Summerfield’s first run for Congress was deemed by pundits to be a lost cause. The town in which Summerfield lived was the only town in the twelfth congressional district to vote for the Liberty candidate in previous elections, and the district was considered overall to be a likely hold for Labor for years to come. However, Morales had always been a poor campaigner and had never faced an opponent that had true firepower or clear name recognition. In the campaign, Summerfield portrayed Morales as a lackadaisical representative who was detached from the needs of the district, never coming home until it was an election cycle. Morales, insisting that Summerfield was not a threat due to his previous landslide victories against Liberty candidates, attacked back at Summerfield, but not in a way that indicated any real effort to keep his seat. Ultimately, voters backed Summerfield over Morales that November, resulting in a victory of 57 percent for Summerfield to 37 percent for Morales, with 6 percent going to other candidates. The twenty point landslide indicated that the district was not so dead-set on the Labor Party as some might believe, and it became one of the biggest moments for the Liberty Party in a midterm that was not particularly favorable to them, providing a gain in a district that was never supposed to go for Liberty.

Speaker Wes Summerfield on his family’s dock at his home in District 4. Summerfield succeeded Constantin Richelieu as Speaker of the Panem House of Representatives after the latter failed to maintain a tenuous coalition between the Liberty and Conservative Parties in the House.

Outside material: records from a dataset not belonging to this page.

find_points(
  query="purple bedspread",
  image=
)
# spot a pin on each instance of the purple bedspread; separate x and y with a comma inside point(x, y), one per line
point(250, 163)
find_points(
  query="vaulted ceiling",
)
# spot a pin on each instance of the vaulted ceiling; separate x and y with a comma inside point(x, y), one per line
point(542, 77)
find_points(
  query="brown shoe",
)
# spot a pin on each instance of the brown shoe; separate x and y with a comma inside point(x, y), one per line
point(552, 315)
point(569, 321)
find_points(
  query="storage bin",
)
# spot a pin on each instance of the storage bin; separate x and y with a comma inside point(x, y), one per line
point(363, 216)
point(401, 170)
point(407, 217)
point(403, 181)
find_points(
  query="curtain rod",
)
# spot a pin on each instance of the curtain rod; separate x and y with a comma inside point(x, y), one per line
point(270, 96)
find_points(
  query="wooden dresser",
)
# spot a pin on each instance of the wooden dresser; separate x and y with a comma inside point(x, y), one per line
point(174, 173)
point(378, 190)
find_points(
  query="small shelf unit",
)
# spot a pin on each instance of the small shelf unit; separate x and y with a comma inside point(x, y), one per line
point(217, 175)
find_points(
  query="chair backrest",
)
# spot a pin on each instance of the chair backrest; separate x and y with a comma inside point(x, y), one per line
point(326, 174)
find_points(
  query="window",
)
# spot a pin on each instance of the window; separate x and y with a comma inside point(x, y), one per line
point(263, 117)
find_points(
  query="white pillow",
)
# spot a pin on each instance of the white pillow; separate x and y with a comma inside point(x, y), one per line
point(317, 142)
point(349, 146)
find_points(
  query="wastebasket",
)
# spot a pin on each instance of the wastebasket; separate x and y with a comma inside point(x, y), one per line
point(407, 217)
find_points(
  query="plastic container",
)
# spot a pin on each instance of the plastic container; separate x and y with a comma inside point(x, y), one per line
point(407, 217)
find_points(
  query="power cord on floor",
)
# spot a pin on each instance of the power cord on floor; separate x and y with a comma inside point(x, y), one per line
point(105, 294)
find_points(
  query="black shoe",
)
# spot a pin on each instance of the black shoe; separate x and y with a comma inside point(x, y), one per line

Summerfield then entered Congress, and to Summerfield, that means he went to work. During his first term, Summerfield filed forty different bills, eight of which became law. He established himself as a firebrand, regularly railing against the Canth administration for their tax policies and their foreign policy. For many, Summerfield was a breath of fresh air. To the leadership of the House, Summerfield represented a problem. Leaders like Miranda O’Neal and Constantin Richelieu viewed Summerfield as risk-averse and prone to starting arguments when the leadership was looking for compromise. Summerfield never publicly spoke against the leadership in the House, but his feelings were well-known in the Capitol about how he believed Richelieu to be a poor fit for the Speakership.

Summerfield’s victory also ushered in a movement towards the Liberty Party in District 4’s twelfth congressional district. Voters, who had been disgruntled for years towards their municipal governments, began to vote out their Labor officeholders in favor of Liberty ones after the success that Summerfield had in Congress. Summerfield was swept back into office two years after his first victory by a massive forty-point margin over his Labor opponent, and ran unopposed for the next two terms.

Wes Summerfield’s victory as speaker is certainly representative of his meteoric rise in politics; at the age of thirty, Summerfield also holds the distinction of being the youngest House Speaker in Panem’s history. His time as Speaker begins with a success, much like his initial foray into politics; Summerfield managed to ensure the integrity of the Liberty-Conservative coalition that was set to collapse under Richelieu, resulting in a working majority for the Liberty agenda in Congress. Following that success, it appears that Summerfield will be working to achieve many more victories, most particularly those on President Peeta Mellark’s second-term agenda.